Daily Bow: No Miles for You!



Daily Bow LogoThe airlines have done it again!

Last week, social media and news outlets exploded as Lynn Harrell was unceremoniously booted from the Delta frequent flyer program after the program discovered that he had enrolled his cello in the program in order for it to earn miles on the extra seats he was obligated to buy it. Harrell learned of his and his cello’s expulsion after receiving a letter that first thanked him for his participation in the Delta frequent flyer program and, after that, “turned ugly in short order.” During a recent review, the letter says, it became apparent to the Delta company that Harrell’s cello was continuing to earn miles despite a 2001 warning that the practice was not allowed. For this infraction Harrell and the cello are both barred from participating in the program–and all of Harrell’s personal miles were cancelled as well.

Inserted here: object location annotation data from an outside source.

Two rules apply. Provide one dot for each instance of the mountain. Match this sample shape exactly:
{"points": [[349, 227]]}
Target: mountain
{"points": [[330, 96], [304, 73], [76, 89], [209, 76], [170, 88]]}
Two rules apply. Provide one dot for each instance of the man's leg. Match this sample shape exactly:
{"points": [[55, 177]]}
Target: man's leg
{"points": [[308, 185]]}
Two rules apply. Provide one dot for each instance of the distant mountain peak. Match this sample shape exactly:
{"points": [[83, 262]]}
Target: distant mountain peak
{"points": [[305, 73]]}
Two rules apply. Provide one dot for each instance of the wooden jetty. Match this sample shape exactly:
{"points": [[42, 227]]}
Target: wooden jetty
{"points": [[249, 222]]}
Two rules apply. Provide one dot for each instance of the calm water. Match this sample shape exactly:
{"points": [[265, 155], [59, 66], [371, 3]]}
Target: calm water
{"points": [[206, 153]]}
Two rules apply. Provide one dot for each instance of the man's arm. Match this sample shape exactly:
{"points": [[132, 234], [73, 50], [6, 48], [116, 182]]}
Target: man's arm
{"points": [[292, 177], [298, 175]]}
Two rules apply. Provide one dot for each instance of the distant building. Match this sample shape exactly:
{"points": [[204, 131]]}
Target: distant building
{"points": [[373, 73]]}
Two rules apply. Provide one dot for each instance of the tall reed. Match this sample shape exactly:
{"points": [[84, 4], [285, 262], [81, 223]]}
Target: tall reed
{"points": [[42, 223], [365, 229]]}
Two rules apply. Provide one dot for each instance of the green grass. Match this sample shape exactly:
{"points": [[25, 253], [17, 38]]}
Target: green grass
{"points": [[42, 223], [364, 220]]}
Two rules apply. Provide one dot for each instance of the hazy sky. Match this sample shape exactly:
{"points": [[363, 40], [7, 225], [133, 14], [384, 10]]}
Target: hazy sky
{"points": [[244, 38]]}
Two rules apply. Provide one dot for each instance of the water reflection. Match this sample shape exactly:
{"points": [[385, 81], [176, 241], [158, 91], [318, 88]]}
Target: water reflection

Harrell was not, it seems, the only cellist to receive such a letter from Delta. On the same day that news of Harrell’s plight began to light up my Facebook news feed, another cellist acquaintance of mine in Houston posted a photo of a letter from Delta that, presumably, is identical to the one Harrell received. Like Harrell, his membership and his cello’s membership were terminated, resulting in the loss of all accumulated miles, cancellation of any unused award flights, and loss of all other membership benefits. And like Harrell, the termination translates into a lifetime ban from participation in the program, even for the cellist without the cello. Says Harrell of the letter, “By the end, it seemed as though they were trying to make me feel like some sort of master criminal.”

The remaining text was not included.